Kurt Meyer, the chairman of the Tri-County Democratic Party, which includes three rural Iowa counties, said he's "very worried" about the future of the caucuses.
"There were already enough pea shooters out there coming for Iowa. There were 49 other states saying, 'Why does Iowa get to do this?'" he said. "And now we just poured a gallon on kerosene on what was a smoldering ember."
David Plouffe, who ran Barack Obama's 2008 presidential campaign, said on MSNBC Monday night that extinguishing calls for Iowa to lose its status will be difficult now.
"We may be witnessing the last Iowa caucus," he said.
The campaigns of President Donald Trump and former Vice President Joe Biden — the winner of the Republican caucuses and the front-runner in national polling for the Democrats, respectively — both suggested that totals could be affected by the mishaps. Before the caucuses, Democratic insiders had begun furtive discussions about how to stop Sen. Bernie Sanders, I-Vt., if Sanders won Iowa and Biden lost steam.
The counting confusion became a kind of fog machine in which a few campaigns could hide what might have been poor performances in Iowa and sneak off to the next contests. Biden's campaign counsel wrote a letter to Iowa Democratic officials Monday night enumerating the "acute failures" of reporting systems and requesting an opportunity to contest the results before they are announced.
"[W]e believe that the campaigns deserve full explanations and relevant information regarding the methods of quality control you are employing, and an opportunity to respond, before any official results are released," Dana Remus wrote.
Trump's campaign reveled in pointing to the uncertainty on the Democratic side. His campaign manager, Brad Parscale, tweeted, "Quality control = rigged?" and "They can't even run a caucus and they want to run a government."
The 2016 presidential election had already exposed the vulnerabilities of state and candidate computer systems. Some Democrats said Monday night that given those serious cybersecurity concerns, the technological difficulties in Iowa are likely to doom its future standing.
"Given the lingering questions about our election system's legitimacy after 2016, I think this is probably the end of Iowa's primacy in the process," said Jeff Smith, a former Missouri state senator and onetime political science professor at Dartmouth.

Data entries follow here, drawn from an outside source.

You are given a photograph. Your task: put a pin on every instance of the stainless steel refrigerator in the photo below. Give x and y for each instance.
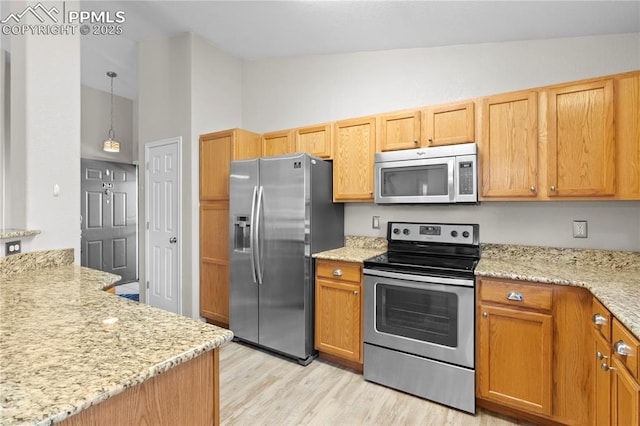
(281, 212)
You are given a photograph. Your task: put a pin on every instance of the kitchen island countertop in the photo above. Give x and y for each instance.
(611, 276)
(66, 346)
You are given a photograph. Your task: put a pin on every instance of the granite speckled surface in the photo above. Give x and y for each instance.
(612, 276)
(58, 356)
(356, 249)
(17, 233)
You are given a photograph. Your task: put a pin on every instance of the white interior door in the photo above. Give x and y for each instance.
(164, 243)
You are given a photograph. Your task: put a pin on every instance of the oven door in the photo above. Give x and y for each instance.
(432, 317)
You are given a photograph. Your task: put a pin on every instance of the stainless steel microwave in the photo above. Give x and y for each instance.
(444, 174)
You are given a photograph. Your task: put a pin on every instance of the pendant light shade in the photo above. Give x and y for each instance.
(110, 144)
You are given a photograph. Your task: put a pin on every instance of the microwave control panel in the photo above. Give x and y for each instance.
(465, 170)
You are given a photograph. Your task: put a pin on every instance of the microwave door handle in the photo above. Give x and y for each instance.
(451, 180)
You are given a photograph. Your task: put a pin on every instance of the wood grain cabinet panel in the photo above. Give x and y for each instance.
(315, 140)
(516, 358)
(449, 124)
(400, 131)
(581, 140)
(628, 137)
(278, 143)
(338, 317)
(509, 145)
(353, 156)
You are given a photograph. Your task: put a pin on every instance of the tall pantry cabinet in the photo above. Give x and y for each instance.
(217, 150)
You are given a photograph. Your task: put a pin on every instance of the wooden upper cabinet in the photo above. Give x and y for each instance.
(278, 143)
(509, 145)
(217, 150)
(449, 124)
(581, 140)
(215, 155)
(628, 137)
(353, 156)
(400, 131)
(315, 140)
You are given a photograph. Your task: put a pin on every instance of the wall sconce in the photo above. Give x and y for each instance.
(110, 144)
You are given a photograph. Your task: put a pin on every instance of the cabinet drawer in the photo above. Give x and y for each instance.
(623, 342)
(343, 271)
(601, 319)
(516, 294)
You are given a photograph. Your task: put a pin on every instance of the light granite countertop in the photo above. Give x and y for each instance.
(356, 249)
(62, 349)
(611, 276)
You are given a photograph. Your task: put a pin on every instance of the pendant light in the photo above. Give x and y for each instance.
(110, 144)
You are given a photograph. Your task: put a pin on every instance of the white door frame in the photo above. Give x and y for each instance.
(147, 146)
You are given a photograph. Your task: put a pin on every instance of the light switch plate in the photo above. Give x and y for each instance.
(579, 229)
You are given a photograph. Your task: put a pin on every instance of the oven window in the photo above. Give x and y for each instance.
(425, 180)
(425, 315)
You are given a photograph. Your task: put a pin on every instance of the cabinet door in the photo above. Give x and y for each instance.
(277, 143)
(601, 381)
(400, 131)
(509, 145)
(625, 397)
(515, 349)
(449, 124)
(354, 150)
(215, 155)
(315, 140)
(628, 137)
(337, 326)
(214, 262)
(581, 149)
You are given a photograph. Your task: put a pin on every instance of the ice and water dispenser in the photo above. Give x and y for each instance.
(242, 233)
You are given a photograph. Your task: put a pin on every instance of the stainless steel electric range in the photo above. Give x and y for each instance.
(419, 312)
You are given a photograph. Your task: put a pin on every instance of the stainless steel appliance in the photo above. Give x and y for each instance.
(419, 312)
(281, 212)
(445, 174)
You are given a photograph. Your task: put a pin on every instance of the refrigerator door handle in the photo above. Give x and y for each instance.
(252, 239)
(257, 235)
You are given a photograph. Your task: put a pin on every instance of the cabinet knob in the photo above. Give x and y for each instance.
(599, 319)
(621, 348)
(515, 296)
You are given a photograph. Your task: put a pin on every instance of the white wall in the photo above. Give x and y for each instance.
(95, 122)
(45, 139)
(285, 93)
(187, 87)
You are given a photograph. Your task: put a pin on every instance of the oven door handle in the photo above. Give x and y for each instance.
(421, 278)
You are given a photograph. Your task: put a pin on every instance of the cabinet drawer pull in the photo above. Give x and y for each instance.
(599, 319)
(622, 348)
(516, 296)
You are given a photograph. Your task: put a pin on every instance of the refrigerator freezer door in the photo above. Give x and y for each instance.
(243, 289)
(284, 231)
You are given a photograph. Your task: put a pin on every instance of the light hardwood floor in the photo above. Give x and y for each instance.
(258, 388)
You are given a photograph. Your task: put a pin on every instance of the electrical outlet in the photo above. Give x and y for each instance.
(579, 229)
(375, 222)
(13, 247)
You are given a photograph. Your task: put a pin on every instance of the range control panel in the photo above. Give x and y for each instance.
(450, 233)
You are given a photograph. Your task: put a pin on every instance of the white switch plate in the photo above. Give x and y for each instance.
(579, 229)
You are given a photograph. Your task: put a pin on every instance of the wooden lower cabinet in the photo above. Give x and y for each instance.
(533, 351)
(188, 394)
(338, 307)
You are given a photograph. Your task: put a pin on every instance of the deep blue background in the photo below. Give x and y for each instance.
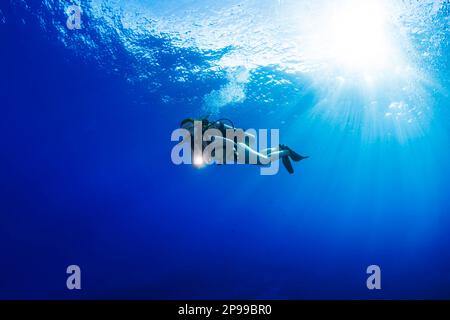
(86, 179)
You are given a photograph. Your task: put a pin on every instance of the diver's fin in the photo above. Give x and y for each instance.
(292, 154)
(287, 164)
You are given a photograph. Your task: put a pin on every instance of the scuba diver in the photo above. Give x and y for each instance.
(263, 157)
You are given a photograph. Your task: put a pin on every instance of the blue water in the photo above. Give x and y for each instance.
(87, 179)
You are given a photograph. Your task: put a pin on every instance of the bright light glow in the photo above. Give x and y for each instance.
(356, 36)
(198, 161)
(359, 38)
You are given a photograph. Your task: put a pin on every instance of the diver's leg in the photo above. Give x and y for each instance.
(292, 154)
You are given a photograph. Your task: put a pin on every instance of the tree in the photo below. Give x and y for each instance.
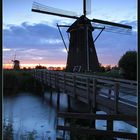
(40, 67)
(128, 64)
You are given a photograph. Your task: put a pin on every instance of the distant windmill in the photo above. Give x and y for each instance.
(16, 63)
(81, 53)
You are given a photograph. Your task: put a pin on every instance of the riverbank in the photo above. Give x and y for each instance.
(15, 81)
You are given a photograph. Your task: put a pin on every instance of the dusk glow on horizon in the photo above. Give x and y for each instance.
(35, 40)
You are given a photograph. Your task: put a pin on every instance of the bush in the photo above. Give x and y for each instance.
(128, 64)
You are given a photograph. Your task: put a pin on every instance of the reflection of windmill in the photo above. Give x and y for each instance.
(16, 63)
(81, 54)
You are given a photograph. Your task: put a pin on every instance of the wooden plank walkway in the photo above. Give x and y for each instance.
(106, 94)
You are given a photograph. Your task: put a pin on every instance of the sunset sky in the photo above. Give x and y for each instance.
(35, 39)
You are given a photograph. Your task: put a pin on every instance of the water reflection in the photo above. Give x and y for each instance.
(35, 116)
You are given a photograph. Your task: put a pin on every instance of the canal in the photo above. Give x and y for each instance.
(35, 117)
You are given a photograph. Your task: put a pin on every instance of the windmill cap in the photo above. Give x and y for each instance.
(80, 22)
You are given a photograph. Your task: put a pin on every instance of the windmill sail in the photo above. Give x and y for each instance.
(111, 23)
(37, 7)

The nominating process is more complex in a caucus state than it is in a primary state, where voters simply cast ballots. State parties have varying rules, technology and reporting mechanisms. That means presidential elections aren't run the same way for the two parties. And there is always more attention paid to Iowa than any other state when there's not an incumbent running for one party or both because candidates campaign here for a year or more.
Chris Matthews, host of "Hardball," said on MSNBC Monday night that public confidence in elections would be improved if they were run in more similar fashion.
"The more consistent the machinery in this country, the better," he said.
But as each of the candidates gave speeches Monday night, thanking Iowans for their support and promising to campaign hard in New Hampshire, they chose not to hammer the state publicly for the party's failures.
Rep. Ro Khanna, D-Calif., a co-chairman of Sanders' campaign, told NBC News that Iowa should keep its place at the front of the Democratic presidential nominating process.
"The diversity of candidates succeeding in Iowa, in addition to the state's important rural communities, suggests it's a good place to start our presidential election," Khanna said in a text message. "Iowa should be viewed in conjunction with the other early states as launching the presidential cycle."
Sanders was one of a handful of candidates — along with former South Bend Mayor Pete Buttigieg, Massachusetts Sen. Elizabeth Warren and Biden — who were viewed as possible winners in the days leading up to the caucuses.
Only Buttigieg went so far as to declare himself "victorious" on the way out of Iowa Monday night. But no one really know if he had any basis for that claim. That's because without winners, there were no official losers — except the Iowa Democratic Party.